Durata e fruizione delle ferie

Per ciò che concerne l’individuazione della durata e del periodo di fruizione delle ferie, occorre fare riferimento a quanto previsto sia dalla legge, sia dalla contrattazione collettiva. L’art. 10 del D. Lgs. n. 66/2003, così come modificato dal D. Lgs. n. 213/2004 contempla il diritto del lavoratore a un periodo annuale di ferie retribuite non inferiore a quattro settimane, che deve essere goduto per almeno due settimane consecutive, in caso di richiesta del lavoratore, nel corso dell’anno di maturazione e, per le restanti due settimane, nei diciotto mesi successivi all’anno di maturazione. La stessa disposizione fa salvo quanto previsto in senso più favorevole dalla con trattazione collettiva applicata al rapporto, come da art. 33 del citato CCNL della dirigenza medica del 19.12.2019.
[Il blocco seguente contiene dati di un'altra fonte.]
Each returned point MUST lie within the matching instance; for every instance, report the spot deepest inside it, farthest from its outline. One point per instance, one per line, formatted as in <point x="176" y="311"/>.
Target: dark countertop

Quanto al periodo di fruizione delle ferie, la legge riserva al datore di lavoro il potere di individuare, di concerto con il dipendente, i periodi e le modalità di fruizione delle ferie “tenuto conto delle esigenze dell’impresa e degli interessi del prestatore di lavoro” (art. 2109, comma 2, Cod. Civ.). Sicché, non sussiste una potestà unilaterale del datore di lavoro in questo ambito e, soprattutto, le ferie non possono essere prescritte al dipendente per surrogare peculiari gestioni dei riposi e dello straordinario. Laddove il dirigente medico dipendente non possa fruire del recupero orario, le ore in eccedenza vanno retribuite. In tal senso, si è pronunciata la Suprema Corte di Cassazione, la quale, con sentenza n. 21262/2015 ha rilevato che le ore di lavoro straordinario espletate dai dirigenti medici per eseguire il servizio di guardia notturno e/o festivo, quando non possono essere recuperate con riposi compensativi, debbono essere retribuite; infatti, nessuna norma consente di affermare che il diritto del lavoratore ad essere compensato per lavoro notturno o festivo possa essere soddisfatto nei soli limiti di capienza del fondo.

Alla luce di tutto quel che precede, le aziende ed enti pubblici sanitari sono tenuti a gestire l’orario del personale medico dipendente in conformità alla legge e alla contrattazione collettiva, nonché in osservanza del principio costituzionale di proporzionalità della retribuzione alla quantità e qualità del lavoro prestato.

In ultima analisi, non si può ovviare alle carenze di organico mediante un utilizzo improprio degli istituti sinora considerati, a discapito delle risorse umane impiegate.